The history of humanity’s rise from savannah ape to masters of the planet is one of Faustian bargains. The agricultural revolution brought huge increases in population, but lowered living standards for many. What is true of productive systems is also true of ideologies. Of none is this more true than nationalism — an engine of both development and destruction. We need to recognise and manage both aspects of its personality — the beneficent and the diabolical.
Nationalism is, above all, an extraordinarily powerful social force. As we were reminded by the commemoration of the 1918 armistice, tens of millions of people have fought and died in national armies, often willingly, since the beginning of the previous century. They died en masse for what Benedict Anderson called an “imagined community”: “imagined”, because the vast majority of its members are unknown to those whose national identity they share, and “community”, because it recognises a primary bond of loyalty and support. Such bonds cannot easily be inserted into the economists’s framework of utility maximising rational individuals. They plug into something far deeper: nationalism is a secular religion that sanctifies the idea of the nation.

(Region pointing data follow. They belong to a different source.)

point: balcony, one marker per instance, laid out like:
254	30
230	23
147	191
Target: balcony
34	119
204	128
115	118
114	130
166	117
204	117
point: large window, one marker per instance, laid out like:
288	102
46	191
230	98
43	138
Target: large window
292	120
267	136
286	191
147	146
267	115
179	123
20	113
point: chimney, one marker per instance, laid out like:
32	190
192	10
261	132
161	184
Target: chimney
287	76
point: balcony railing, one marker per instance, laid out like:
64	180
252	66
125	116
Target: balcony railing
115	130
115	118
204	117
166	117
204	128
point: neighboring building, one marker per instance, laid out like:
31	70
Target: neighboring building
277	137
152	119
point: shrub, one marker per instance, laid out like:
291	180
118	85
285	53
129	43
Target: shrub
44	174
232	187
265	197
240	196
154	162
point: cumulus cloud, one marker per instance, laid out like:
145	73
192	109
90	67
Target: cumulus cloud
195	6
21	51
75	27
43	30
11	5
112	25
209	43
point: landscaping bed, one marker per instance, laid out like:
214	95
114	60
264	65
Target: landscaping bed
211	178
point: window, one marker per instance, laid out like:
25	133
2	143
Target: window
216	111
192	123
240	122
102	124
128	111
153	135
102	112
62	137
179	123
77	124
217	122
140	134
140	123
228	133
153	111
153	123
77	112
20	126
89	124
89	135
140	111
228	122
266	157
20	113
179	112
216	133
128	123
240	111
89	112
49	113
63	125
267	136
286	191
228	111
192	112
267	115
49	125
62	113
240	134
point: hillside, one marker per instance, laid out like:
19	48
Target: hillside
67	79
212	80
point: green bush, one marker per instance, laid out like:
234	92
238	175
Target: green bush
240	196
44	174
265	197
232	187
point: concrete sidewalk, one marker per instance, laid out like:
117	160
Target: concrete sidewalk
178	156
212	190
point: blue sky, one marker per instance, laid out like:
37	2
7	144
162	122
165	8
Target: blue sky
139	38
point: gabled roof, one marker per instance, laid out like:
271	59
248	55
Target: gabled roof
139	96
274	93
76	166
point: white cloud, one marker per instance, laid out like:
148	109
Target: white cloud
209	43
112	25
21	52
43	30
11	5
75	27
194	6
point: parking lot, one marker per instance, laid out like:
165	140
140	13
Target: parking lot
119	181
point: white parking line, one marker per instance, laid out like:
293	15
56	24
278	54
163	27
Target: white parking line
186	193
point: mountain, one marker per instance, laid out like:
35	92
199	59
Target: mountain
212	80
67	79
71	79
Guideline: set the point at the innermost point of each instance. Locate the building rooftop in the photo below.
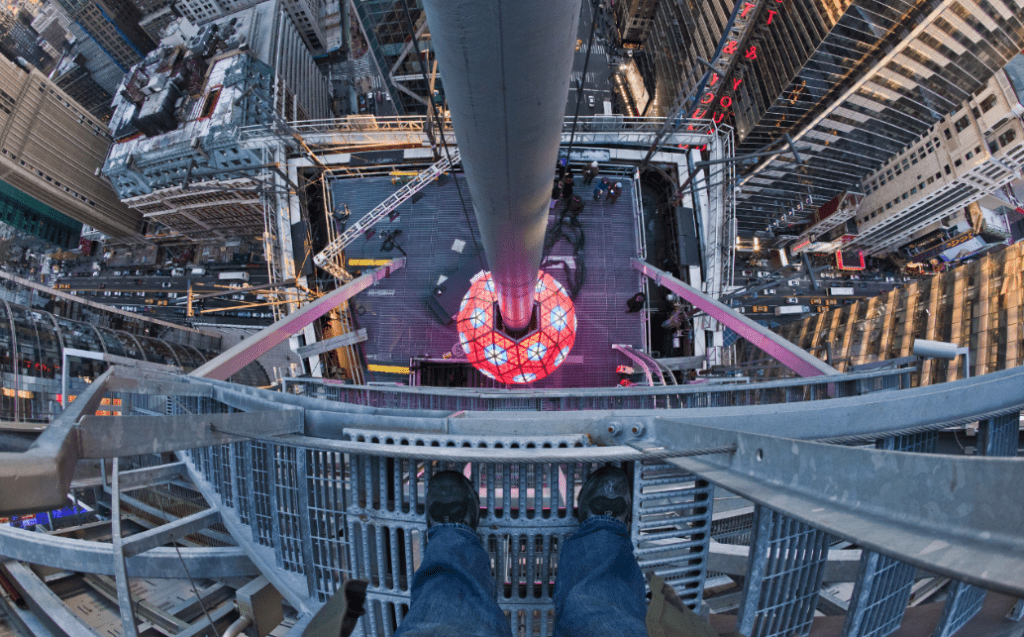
(438, 241)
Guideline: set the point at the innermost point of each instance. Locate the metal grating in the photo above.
(395, 312)
(963, 602)
(671, 528)
(733, 528)
(880, 596)
(884, 585)
(327, 484)
(999, 436)
(996, 436)
(783, 572)
(286, 485)
(256, 459)
(526, 511)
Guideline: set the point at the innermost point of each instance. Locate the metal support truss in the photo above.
(248, 350)
(326, 258)
(766, 340)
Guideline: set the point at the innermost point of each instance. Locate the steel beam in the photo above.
(325, 346)
(148, 476)
(47, 550)
(957, 516)
(507, 70)
(140, 543)
(225, 365)
(39, 478)
(772, 344)
(102, 436)
(129, 624)
(45, 604)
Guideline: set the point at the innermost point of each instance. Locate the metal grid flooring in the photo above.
(401, 326)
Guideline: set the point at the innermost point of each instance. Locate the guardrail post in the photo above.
(884, 584)
(780, 594)
(996, 436)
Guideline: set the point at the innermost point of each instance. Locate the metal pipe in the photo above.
(507, 67)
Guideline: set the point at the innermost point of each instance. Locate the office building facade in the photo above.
(976, 305)
(114, 25)
(306, 15)
(385, 28)
(51, 150)
(850, 118)
(968, 155)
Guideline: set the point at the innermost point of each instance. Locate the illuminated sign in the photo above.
(22, 393)
(850, 261)
(711, 102)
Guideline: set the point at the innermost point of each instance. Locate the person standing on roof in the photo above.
(614, 192)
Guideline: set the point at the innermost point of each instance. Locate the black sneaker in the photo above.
(606, 492)
(451, 499)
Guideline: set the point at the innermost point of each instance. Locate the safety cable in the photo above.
(432, 108)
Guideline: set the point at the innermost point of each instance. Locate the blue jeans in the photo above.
(600, 590)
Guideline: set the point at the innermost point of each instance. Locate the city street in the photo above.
(791, 287)
(163, 297)
(597, 83)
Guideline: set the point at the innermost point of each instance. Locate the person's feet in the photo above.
(451, 499)
(606, 492)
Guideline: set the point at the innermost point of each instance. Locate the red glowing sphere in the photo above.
(524, 359)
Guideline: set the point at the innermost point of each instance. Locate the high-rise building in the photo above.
(873, 84)
(306, 16)
(852, 82)
(978, 305)
(386, 30)
(968, 155)
(633, 19)
(28, 214)
(114, 26)
(51, 149)
(196, 176)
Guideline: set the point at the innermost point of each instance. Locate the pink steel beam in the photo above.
(764, 339)
(225, 365)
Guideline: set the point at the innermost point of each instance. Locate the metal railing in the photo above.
(315, 492)
(662, 397)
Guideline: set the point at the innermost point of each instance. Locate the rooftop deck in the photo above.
(400, 324)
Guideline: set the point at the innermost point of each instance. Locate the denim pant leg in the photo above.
(600, 590)
(453, 591)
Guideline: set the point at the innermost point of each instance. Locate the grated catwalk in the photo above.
(401, 326)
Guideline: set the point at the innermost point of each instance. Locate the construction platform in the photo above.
(437, 236)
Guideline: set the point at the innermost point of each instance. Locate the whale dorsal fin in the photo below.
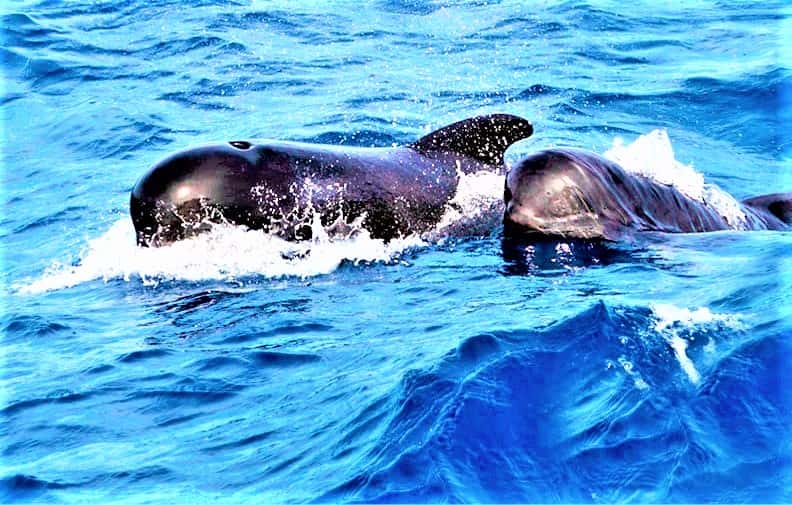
(778, 204)
(483, 138)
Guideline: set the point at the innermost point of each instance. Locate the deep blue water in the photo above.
(467, 369)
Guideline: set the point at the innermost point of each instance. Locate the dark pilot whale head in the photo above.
(559, 193)
(185, 193)
(261, 185)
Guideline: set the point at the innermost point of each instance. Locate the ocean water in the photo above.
(452, 367)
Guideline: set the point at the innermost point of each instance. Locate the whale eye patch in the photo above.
(240, 144)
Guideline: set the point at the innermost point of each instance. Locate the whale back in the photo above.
(774, 207)
(482, 138)
(578, 194)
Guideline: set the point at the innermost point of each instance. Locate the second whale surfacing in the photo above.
(279, 186)
(575, 194)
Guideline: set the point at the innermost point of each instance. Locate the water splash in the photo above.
(225, 253)
(673, 323)
(652, 156)
(230, 252)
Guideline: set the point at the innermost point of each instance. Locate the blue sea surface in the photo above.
(460, 369)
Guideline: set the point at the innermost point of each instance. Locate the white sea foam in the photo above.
(674, 322)
(475, 210)
(226, 252)
(652, 156)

Human beings are intensely social. It is entirely natural for them to identify with something larger than their individual selves. Initially, however, these communities were both small and familial. Most of our subsequent political entities did not expect their subjects to feel a close identity with the state: they mainly demanded obedience. The mobilised nation state and the intense identity it promotes are roughly a product of the past 200 years, although, in the west, they echo the values of the ancient city states. Our modern starting point might be the levée en masse (mass conscription), brought in after the French Revolution.